Sources: 1. https://www.scmp.com/business/companies/article/3145348/hong-kong-government-plans-new-investment-scheme-attract-wealthy 2. https://www.scmp.com/news/hong-kong/politics/article/3144411/hong-kong-government-to-launch-new-immigration-scheme 3. https://www.scmp.com/news/hong-kong/politics/article/3145707/hong-kong-immigration-department-launches-new-immigration 4. https://www.scmp.com/business/companies/article/3146236/new-hong-kong-immigration-scheme-attracts-over-1500-applications

  1. The Permissible Investment Assets under the New CIES include a mandatory HK$3 million contribution to a government-managed portfolio by the Hong Kong Investment Corporation, funds, stocks, and bonds approved by the Securities and Futures Commission (SFC) of Hong Kong, real estate investment trusts (REITs), investment-linked assurance schemes, and other qualified financial products.

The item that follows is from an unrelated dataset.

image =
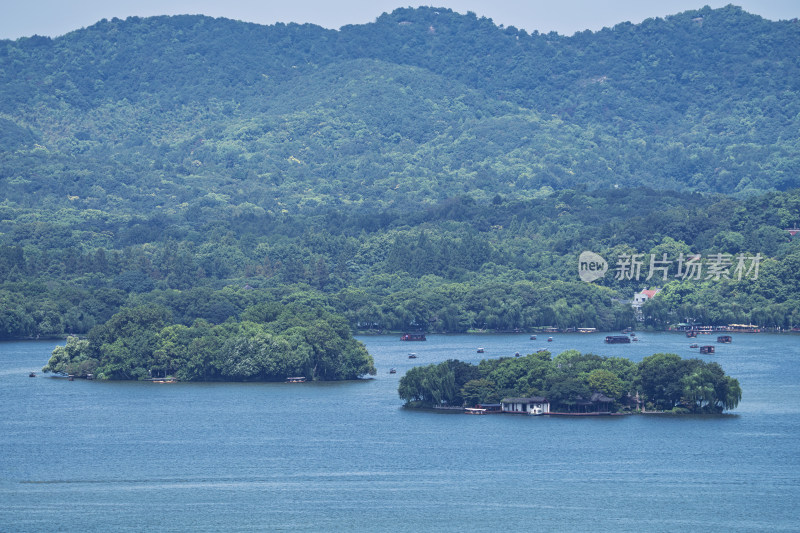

  2. Eligible for investment in the non-residential real estate under the New CIES are up to HK$10 million, with mortgages permitted but only the equity portion qualifying.
  3. Limited partners who invest in the New CIES can only withdraw cash income like dividends or rent, while maintaining investment thresholds for a period of seven years.
  4. The New CIES is aimed at expanding Hong Kong's appeal as a base for global family offices and wealth platforms, with the scheme part of the broader policy agenda of the Financial Services and the Treasury Bureau.